075 菅野久美子「超孤独死社会」 [Sep 30, 2020]

最近、Youtubeで事故物件(不動産)の動画をよく見ている。この本はその関連から借りてきた本で、特殊清掃、つまり死後数日あるいは数ヶ月を経過して死体が発見された後の部屋を後始末する人達のことを中心に書かれている。

この歳になると、死ぬのは他人事ではなくなる。孤独死も、そうなったら仕方がないと正直思っていた。しかしこの本を読むと、それほど生易しいものではないということが分かる。

夏場で1日から1日半、冬場でも4、5日で腐敗が始まる。人間の死体はセミの死骸と違って水分を多量に含むから、生魚や生肉を冷蔵庫に入れず放置したのと同じことになる。

そのまま1週間も経過すれば、ハエが卵を産んでウジが湧く。体液は畳やカーペットにとどまらず床板をも通過する。壁にもたれたまま絶命すれば壁を浸透して隣の部屋へ、床で倒れれば階下の部屋にも死体から流れた体液が浸透するのである。

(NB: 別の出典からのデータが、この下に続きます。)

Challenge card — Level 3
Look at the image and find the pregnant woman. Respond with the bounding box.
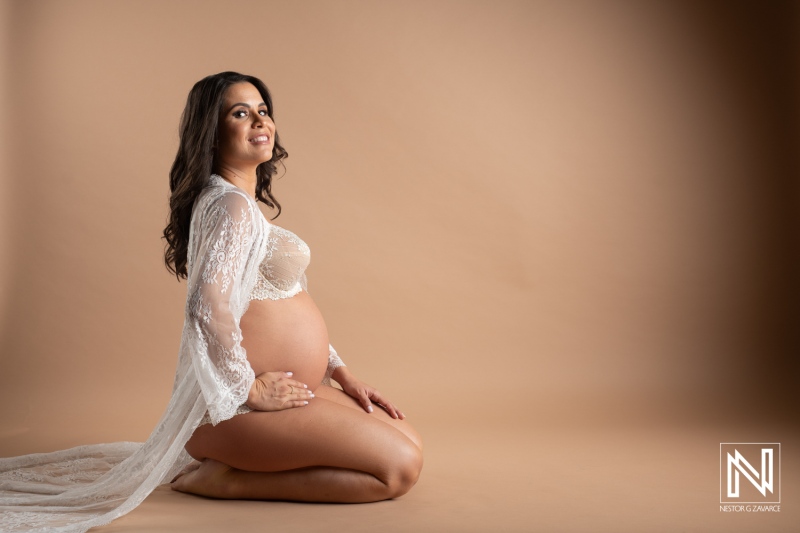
[0,72,422,532]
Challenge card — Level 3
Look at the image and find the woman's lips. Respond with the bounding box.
[250,135,269,144]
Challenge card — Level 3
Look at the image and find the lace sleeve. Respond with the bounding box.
[300,273,347,385]
[186,191,255,425]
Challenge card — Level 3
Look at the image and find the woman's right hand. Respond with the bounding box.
[247,372,314,411]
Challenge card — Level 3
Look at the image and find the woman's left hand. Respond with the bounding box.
[332,366,406,420]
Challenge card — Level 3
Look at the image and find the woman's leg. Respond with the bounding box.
[173,396,422,503]
[314,385,422,450]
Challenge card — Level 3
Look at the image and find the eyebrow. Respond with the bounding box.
[228,102,267,113]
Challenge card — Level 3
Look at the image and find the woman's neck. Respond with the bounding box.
[217,164,258,200]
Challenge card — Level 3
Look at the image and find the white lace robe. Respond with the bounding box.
[0,176,343,532]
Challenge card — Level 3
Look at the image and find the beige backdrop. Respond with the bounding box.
[0,0,800,528]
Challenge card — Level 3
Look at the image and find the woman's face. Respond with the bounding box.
[218,82,275,170]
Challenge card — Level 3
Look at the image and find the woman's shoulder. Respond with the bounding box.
[197,174,258,214]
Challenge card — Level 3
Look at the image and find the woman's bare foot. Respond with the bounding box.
[170,459,234,498]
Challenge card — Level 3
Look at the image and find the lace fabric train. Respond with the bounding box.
[0,175,344,533]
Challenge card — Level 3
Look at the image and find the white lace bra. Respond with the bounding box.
[250,219,311,300]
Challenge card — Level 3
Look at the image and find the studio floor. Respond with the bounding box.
[75,423,800,533]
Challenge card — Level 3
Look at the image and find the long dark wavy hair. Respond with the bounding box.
[162,72,289,280]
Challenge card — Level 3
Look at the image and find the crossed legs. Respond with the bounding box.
[172,386,422,503]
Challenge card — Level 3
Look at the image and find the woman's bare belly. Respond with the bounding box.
[239,291,328,390]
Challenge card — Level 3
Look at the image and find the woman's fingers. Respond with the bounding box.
[372,391,405,419]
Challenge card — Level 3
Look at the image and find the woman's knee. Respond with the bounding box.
[386,434,422,498]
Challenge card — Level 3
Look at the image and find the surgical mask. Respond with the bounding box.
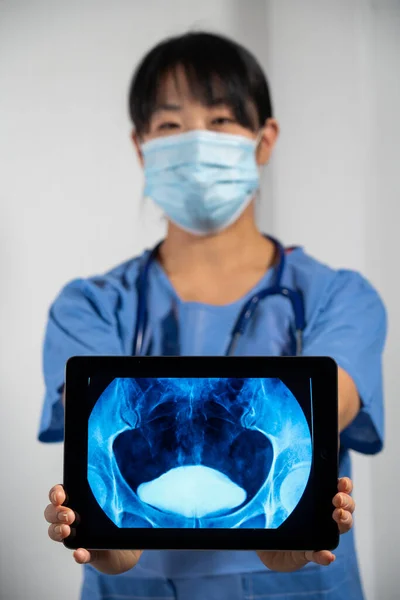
[142,130,259,235]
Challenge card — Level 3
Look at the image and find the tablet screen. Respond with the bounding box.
[87,374,313,529]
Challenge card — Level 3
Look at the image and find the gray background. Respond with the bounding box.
[0,0,400,600]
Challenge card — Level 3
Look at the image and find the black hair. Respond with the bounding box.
[129,32,272,135]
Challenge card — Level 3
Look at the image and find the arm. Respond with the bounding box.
[338,367,361,432]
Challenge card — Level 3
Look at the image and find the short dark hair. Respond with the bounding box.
[129,32,272,135]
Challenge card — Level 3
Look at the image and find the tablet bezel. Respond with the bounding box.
[64,356,339,550]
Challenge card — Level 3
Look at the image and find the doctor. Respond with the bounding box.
[39,33,386,600]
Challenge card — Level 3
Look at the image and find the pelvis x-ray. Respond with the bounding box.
[88,378,312,528]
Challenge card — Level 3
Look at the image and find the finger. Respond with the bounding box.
[72,548,97,565]
[333,508,353,533]
[49,523,71,542]
[49,484,66,506]
[305,550,336,567]
[333,493,356,514]
[44,504,76,525]
[338,477,353,494]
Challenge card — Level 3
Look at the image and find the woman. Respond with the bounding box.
[39,33,385,600]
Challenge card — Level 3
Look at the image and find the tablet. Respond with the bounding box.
[64,357,339,550]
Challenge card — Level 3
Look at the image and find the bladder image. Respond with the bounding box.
[88,378,312,528]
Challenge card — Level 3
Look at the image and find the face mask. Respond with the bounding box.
[142,130,259,235]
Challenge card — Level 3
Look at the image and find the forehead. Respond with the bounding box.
[156,66,228,105]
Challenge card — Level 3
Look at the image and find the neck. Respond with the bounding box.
[160,205,275,275]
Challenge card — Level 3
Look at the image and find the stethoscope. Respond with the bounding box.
[133,236,305,356]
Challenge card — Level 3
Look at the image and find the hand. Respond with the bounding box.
[257,477,355,573]
[44,485,142,575]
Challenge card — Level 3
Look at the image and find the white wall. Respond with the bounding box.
[0,0,265,600]
[0,0,400,600]
[266,0,400,600]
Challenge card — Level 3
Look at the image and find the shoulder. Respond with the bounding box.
[285,248,386,330]
[52,253,146,315]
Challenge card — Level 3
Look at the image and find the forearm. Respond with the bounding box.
[338,367,361,432]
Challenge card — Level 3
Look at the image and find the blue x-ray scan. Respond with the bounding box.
[88,378,312,529]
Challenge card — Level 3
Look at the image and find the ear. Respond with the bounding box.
[256,119,279,166]
[131,130,144,167]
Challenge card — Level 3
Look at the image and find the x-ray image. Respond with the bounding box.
[88,378,312,529]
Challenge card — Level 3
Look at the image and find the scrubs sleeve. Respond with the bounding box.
[38,279,122,442]
[304,271,386,454]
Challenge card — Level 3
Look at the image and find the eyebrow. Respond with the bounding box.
[154,104,182,113]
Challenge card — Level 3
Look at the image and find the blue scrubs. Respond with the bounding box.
[39,249,386,600]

これを読んで、やっぱり孤独死してはいけないと痛感した。死ぬのは致し方ないとしても、後始末する人に申し訳ないし、長年雨風から守ってくれた家に多大なダメージを与える訳にはいかない。

警備保障各社の提供する見守りサービスでは、通報があれば来てもらえるし、24時間反応がなければ親族に連絡が行く。この程度のタイムラグであれば、家にも人にもそれほどご迷惑をかけずに済みそうである。料金は月数千円である。

とはいえ、こうしたサービスを利用できるのは恵まれた人達であり、警備会社と契約しなくてもそれほど悲惨なことにはならない可能性が大きい。孤独死した上に長期間気づかれない人達にはそれぞれ事情があり、それ以上に経済的余裕がないのである。

この本には何度か「セルフ・ネグレクト」という言葉が出てくる。自己虐待、自己放任などと訳されるが、どこかのWEBに載っていた「病的に生活が乱れた状態」という意訳が、たいへんわかりやすい。

長年生きていると、自暴自棄になることはもちろんあるし、もうどうなってもいいと思うこともある。ただ、自分自身を生理的精神的肉体的に痛めつけることができるのだろうか。

著者は実際にゴミの中に寝てみて、妙に安らぎを感じたという。私は虫がいたり、臭かったり、痛かったり痒かったりすることには耐えられないだろう。そこには、容易に越えられない一線があるように思う。

ちなみに、タイトルの「超孤独死社会」だが、孤独死社会をさらに超える何かがあるということではなく、「孤独死がすごく増えている社会」といったような、いわば強調の意味で使われているようである。

ちょっと古いがモーニング娘。の、「チョーチョーチョーチョーいい感じ」的な使い方である。著者は1982年生まれだから矢口(1983年早生まれ)とほぼ同じだが、還暦世代は、孤独死をアウフヘーベンするのかなと思ってしまうのでした。

[Sep 30, 2020]


最近関心を持っている事故物件の関連からたどり着きました。「超」が私にとって意味不明だが、いま風に強調の意味で使っているのでしょう。